Ciudad De México, 11 de julio de 2026.- La canícula, un fenómeno climático caracterizado por una disminución temporal de las lluvias y un aumento significativo de las temperaturas, se presenta en regiones tropicales y subtropicales durante el verano. Este evento, que deriva de la palabra ‘canes’ (perros) y tiene una base astronómica al referirse a la constelación del Can Mayor y su estrella Sirio ‘La Abrasadora’, suele comenzar aproximadamente 20 días después del solsticio de verano.
De acuerdo con un artículo del Instituto Mexicano de Tecnología del Agua, este fenómeno suele presentarse entre mediados de julio y agosto. Durante esta etapa, algunas entidades pueden enfrentar ambientes de calor intenso, especialmente en zonas del norte, noreste, oriente y sureste de México, donde las temperaturas pueden superar los 37 grados Celsius.

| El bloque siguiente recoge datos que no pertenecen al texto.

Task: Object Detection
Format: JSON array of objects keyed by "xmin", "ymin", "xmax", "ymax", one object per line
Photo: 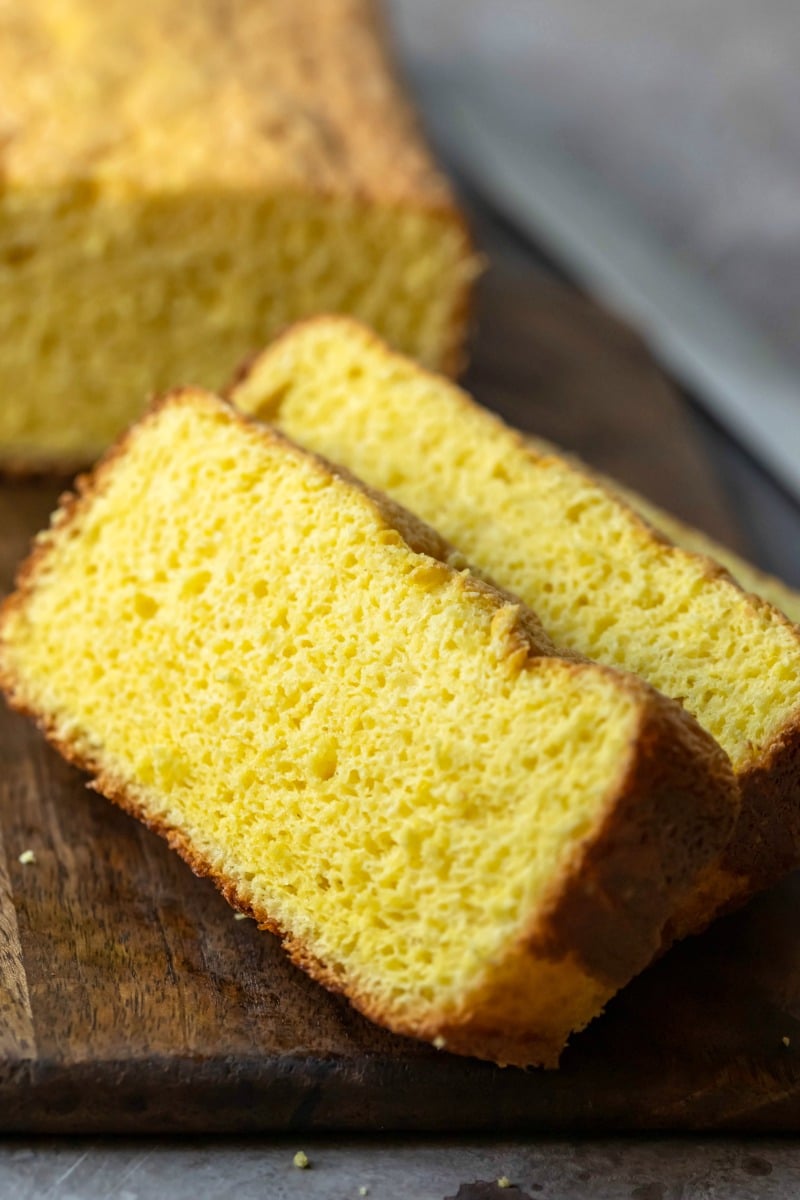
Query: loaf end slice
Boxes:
[
  {"xmin": 0, "ymin": 0, "xmax": 480, "ymax": 473},
  {"xmin": 0, "ymin": 391, "xmax": 733, "ymax": 1066},
  {"xmin": 229, "ymin": 317, "xmax": 800, "ymax": 937}
]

El periodo puede extenderse alrededor de 40 días, aunque su duración e intensidad cambian cada año y no afecta de la misma manera a todos los estados del país. Las regiones que históricamente registran mayores efectos de la canícula incluyen: Veracruz, Tabasco, Tamaulipas, Nuevo León, San Luis Potosí, Hidalgo, Puebla, Oaxaca, Chiapas, Campeche, Yucatán y Quintana Roo.
La intensidad de la canícula dependerá de factores como la humedad, los sistemas de alta presión y la evolución de fenómenos como ondas tropicales y posibles eventos de calor extremo. Aunque suele asociarse con días secos y calurosos, con cielos despejados y calentamiento del aire, algunas regiones pueden continuar registrando lluvias debido a la interacción de otros sistemas meteorológicos.